All the photographs that comprise the visual substratum of the Duality suite have been shot in the mediaeval village of Belforte del Chienti in the eastern Italian province of Macerata. The village, which takes the historic Palazzo Bonfranceschi as its focal point, is home to Terra dell’Arte, an independent arts organization that hosts an international artist residency, which Arakkal held in 2012. But Duality does not propose a description of the place, to anchor the particularity of its placeness in a record of detail. At the same time, it steers programmatically clear of the generic temptations of the pastoral, the romantic or the picturesque.

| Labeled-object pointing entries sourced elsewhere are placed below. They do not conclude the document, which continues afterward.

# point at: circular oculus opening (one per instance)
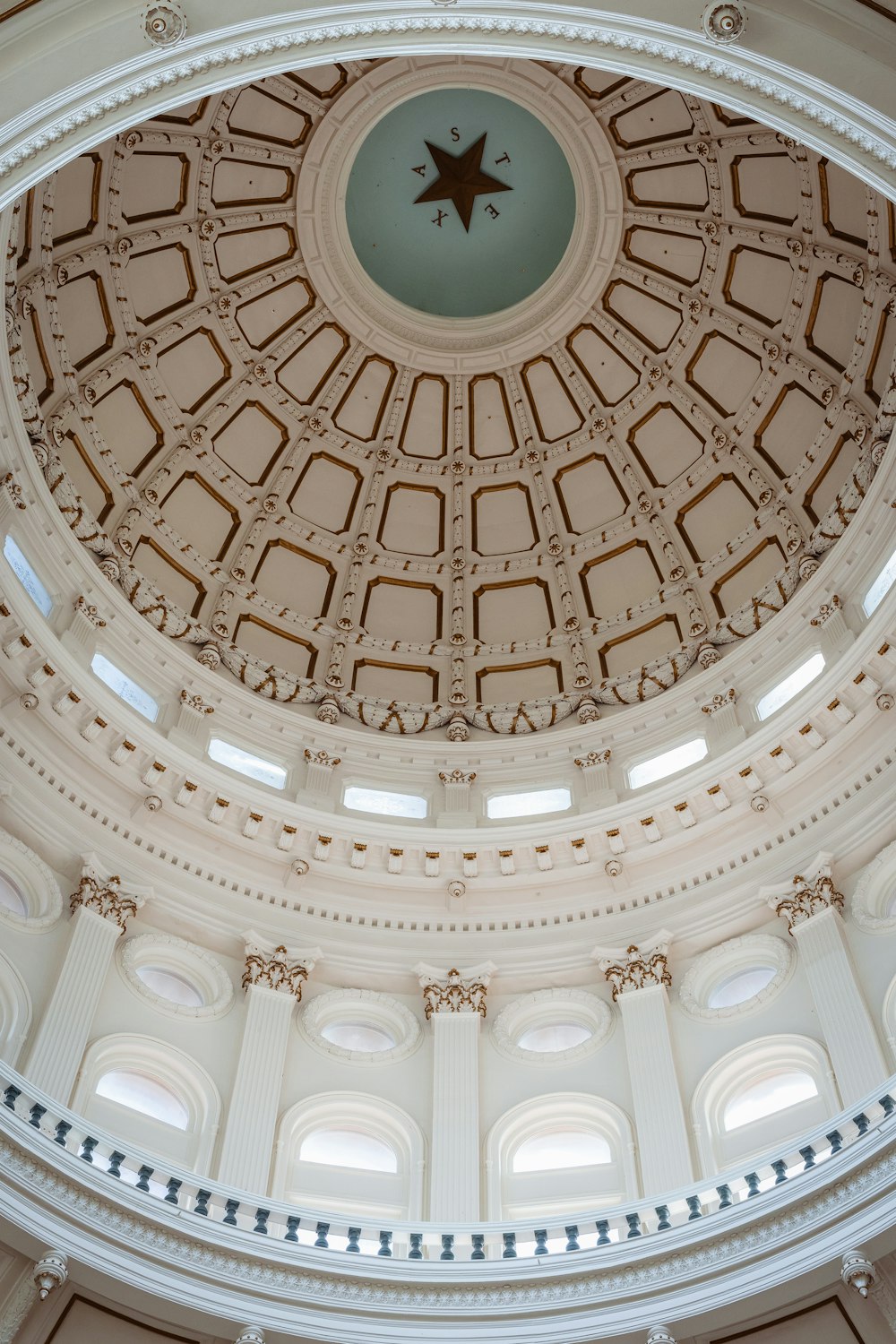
(460, 203)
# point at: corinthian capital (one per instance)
(105, 898)
(279, 968)
(807, 900)
(455, 992)
(635, 968)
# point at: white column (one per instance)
(99, 917)
(640, 978)
(273, 983)
(455, 1007)
(817, 927)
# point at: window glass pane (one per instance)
(140, 1093)
(770, 1094)
(740, 986)
(657, 768)
(384, 803)
(247, 763)
(562, 1035)
(528, 804)
(357, 1035)
(168, 986)
(559, 1150)
(11, 898)
(791, 685)
(124, 687)
(882, 586)
(27, 577)
(349, 1148)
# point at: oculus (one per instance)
(460, 203)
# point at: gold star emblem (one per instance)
(461, 180)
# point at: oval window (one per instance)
(358, 1035)
(740, 986)
(551, 1039)
(177, 989)
(11, 898)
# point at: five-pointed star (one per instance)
(461, 179)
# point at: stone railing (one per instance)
(34, 1121)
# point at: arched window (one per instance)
(349, 1153)
(557, 1155)
(15, 1012)
(766, 1093)
(151, 1097)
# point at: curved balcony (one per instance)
(721, 1239)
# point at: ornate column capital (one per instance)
(635, 968)
(277, 968)
(460, 992)
(107, 900)
(807, 900)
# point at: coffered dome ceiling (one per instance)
(493, 523)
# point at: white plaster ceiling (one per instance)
(493, 545)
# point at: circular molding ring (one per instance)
(35, 882)
(422, 340)
(874, 890)
(541, 1008)
(726, 960)
(180, 959)
(382, 1011)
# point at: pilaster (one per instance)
(638, 978)
(273, 981)
(813, 910)
(99, 914)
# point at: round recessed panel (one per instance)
(460, 203)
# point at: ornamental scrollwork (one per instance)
(105, 900)
(455, 995)
(807, 900)
(274, 970)
(635, 969)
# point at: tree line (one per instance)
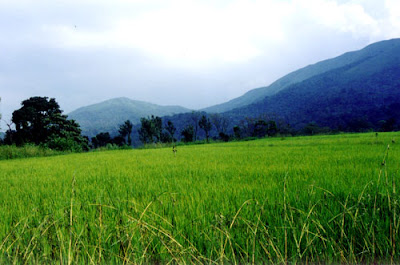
(40, 121)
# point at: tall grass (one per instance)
(327, 199)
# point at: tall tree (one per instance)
(40, 121)
(150, 130)
(206, 125)
(195, 116)
(188, 134)
(171, 129)
(125, 130)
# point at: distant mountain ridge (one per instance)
(359, 89)
(300, 75)
(108, 115)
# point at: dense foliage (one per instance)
(40, 121)
(314, 200)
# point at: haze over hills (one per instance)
(300, 75)
(356, 87)
(108, 115)
(365, 89)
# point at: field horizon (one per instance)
(318, 199)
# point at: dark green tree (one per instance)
(171, 129)
(206, 125)
(188, 133)
(101, 139)
(125, 130)
(150, 130)
(40, 121)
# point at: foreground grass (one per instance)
(304, 199)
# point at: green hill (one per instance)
(253, 96)
(108, 115)
(363, 93)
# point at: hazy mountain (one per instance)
(258, 94)
(108, 115)
(364, 92)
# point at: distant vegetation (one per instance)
(356, 92)
(321, 199)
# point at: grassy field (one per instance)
(295, 200)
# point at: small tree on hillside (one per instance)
(188, 133)
(40, 121)
(125, 130)
(206, 125)
(171, 129)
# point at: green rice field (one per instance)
(320, 199)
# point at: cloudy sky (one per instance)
(194, 53)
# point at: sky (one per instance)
(193, 53)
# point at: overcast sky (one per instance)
(193, 53)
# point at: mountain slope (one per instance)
(302, 74)
(108, 115)
(365, 91)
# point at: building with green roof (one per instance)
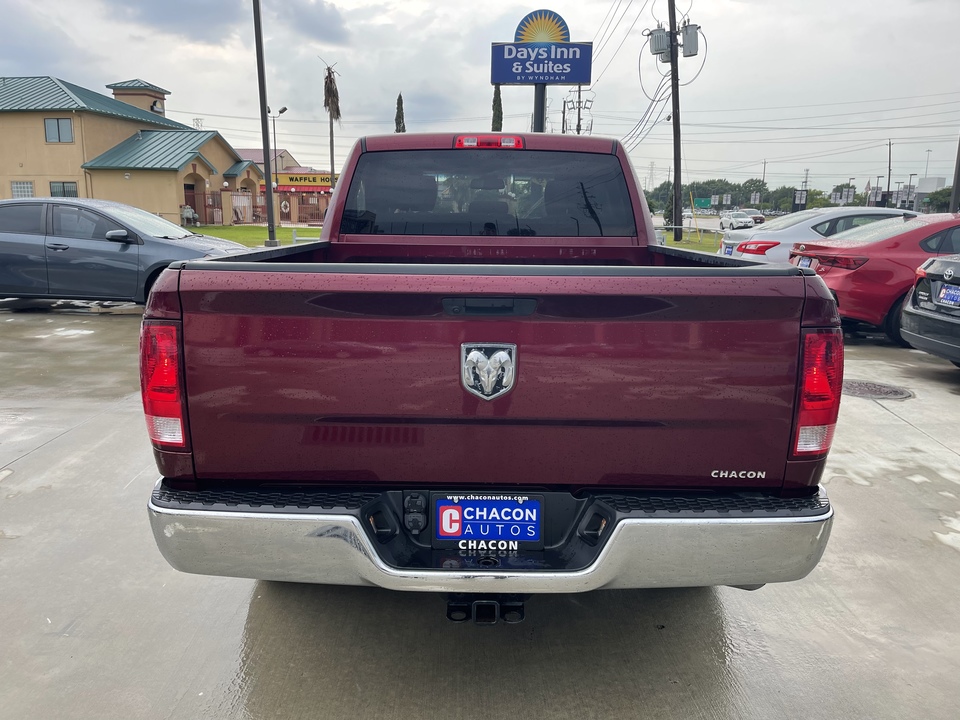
(60, 139)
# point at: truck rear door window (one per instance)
(489, 192)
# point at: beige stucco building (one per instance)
(59, 139)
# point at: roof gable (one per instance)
(137, 84)
(156, 150)
(25, 94)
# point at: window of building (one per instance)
(63, 189)
(58, 129)
(80, 223)
(21, 189)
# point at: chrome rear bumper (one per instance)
(640, 553)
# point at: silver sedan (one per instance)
(76, 248)
(772, 241)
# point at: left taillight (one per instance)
(161, 384)
(844, 262)
(821, 383)
(756, 247)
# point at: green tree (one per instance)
(401, 125)
(939, 201)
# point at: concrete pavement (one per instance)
(95, 624)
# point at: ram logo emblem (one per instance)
(488, 370)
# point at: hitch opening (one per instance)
(485, 609)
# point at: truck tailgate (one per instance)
(349, 374)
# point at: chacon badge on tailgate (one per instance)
(488, 370)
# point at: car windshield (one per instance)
(790, 220)
(146, 223)
(489, 192)
(879, 230)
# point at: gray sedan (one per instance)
(73, 248)
(772, 241)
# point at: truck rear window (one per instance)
(488, 192)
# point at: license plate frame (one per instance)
(458, 519)
(949, 295)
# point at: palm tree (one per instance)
(331, 103)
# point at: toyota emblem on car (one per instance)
(488, 370)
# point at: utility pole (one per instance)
(889, 165)
(540, 107)
(675, 97)
(579, 106)
(264, 125)
(955, 195)
(763, 182)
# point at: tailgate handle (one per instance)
(489, 307)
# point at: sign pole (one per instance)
(675, 97)
(540, 107)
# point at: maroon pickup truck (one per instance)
(486, 379)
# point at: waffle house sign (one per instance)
(304, 182)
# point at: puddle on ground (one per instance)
(950, 538)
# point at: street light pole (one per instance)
(276, 169)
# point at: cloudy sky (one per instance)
(807, 85)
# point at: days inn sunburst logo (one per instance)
(542, 26)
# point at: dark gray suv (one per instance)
(74, 248)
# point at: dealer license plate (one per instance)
(487, 522)
(949, 295)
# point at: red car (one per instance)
(871, 269)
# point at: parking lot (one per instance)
(95, 624)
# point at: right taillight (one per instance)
(160, 384)
(922, 270)
(821, 383)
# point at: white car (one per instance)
(772, 241)
(736, 220)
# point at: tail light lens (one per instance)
(821, 383)
(756, 247)
(922, 270)
(842, 262)
(510, 142)
(161, 385)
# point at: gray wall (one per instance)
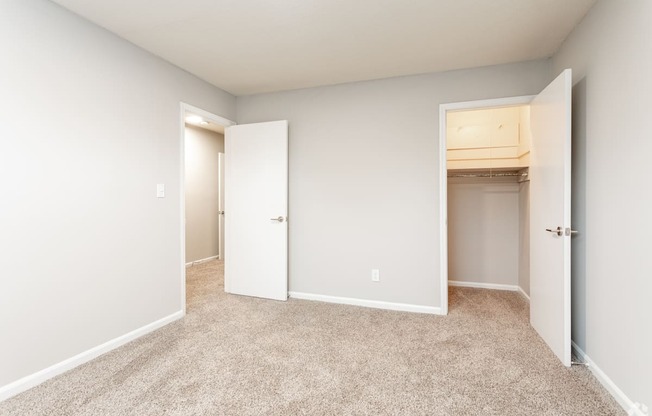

Instead of presenting us with the fraught, moody, sumptuous account of an architecture and a landscape cradled within a nameless eternity of summer or autumn, the artist generates a compelling and productive instability, one that plunges us into a condition of reverie. As we take bracing pleasure in Arakkal’s photographic departures, we are reminded strongly of the philosopher Gaston Bachelard’s suggestion that “Imagination is the faculty of deforming images offered by perception, of freeing ourselves from the immediate images; it is especially the faculty of changing images.” [1]

In the process of transforming the stimuli of his experience into this sequence of mysterious images, Arakkal performs a quintessentially abstractionist manoeuvre, and achieves a more profound encounter with place than might have been possible by the meticulous rendering of an optical truth. Austere as Arakkal’s choices may be, they bring his art to fruition precisely because they maintain a continuous relay with his appetite for sensuous experience: his desire to commemorate a moment of deep seeing, culled from the flux of time, the texture and palpability of rock, shade, shrub, or streetlamp. The thing becomes its own name, and stands in no further need of topographical or cultural location; such annotations may come afterwards, in a reflection such as the present essay that is intended to amplify the viewer’s resources of understanding, but it is not a prerequisite for the viewer who comes with no prior preparation to the record of illuminations that forms the Duality suite.

As my eyes travel across Arakkal’s images, the visual prompts a memory of the lyric: I am reminded of the poetic cadences of Giuseppe Ungaretti, who was born to a diasporic Italian family in Alexandria and was seized, always, by the deep melancholia and beauty of his ancestral homeland. In a poem composed early in 1917, ‘Pleasure’, Ungaretti wrote, in words that might apply just as appropriately to Shibu Arakkal’s experience as an artist:

I burn with the
fever
of this spate of light

I welcome this
day like
a sweetening fruit

Tonight
I shall feel
remorse like a
howl
lost in the
desert [2]

References

1. Gaston Bachelard, L’invitation au voyage, from L’air et les songes, anthologised in On Poetic Imagination and Reverie: Selections from the Works of Gaston Bachelard (Colette Gaudin trans.; Indianapolis/ New York: Bobbs-Merrill, 1971), p. 19.

2. Giuseppe Ungaretti, ‘Pleasure’, in Giuseppe Ungaretti: Selected Poems (Patrick Creagh trans. and ed.; Harmondsworth: Penguin, 1971), p. 55.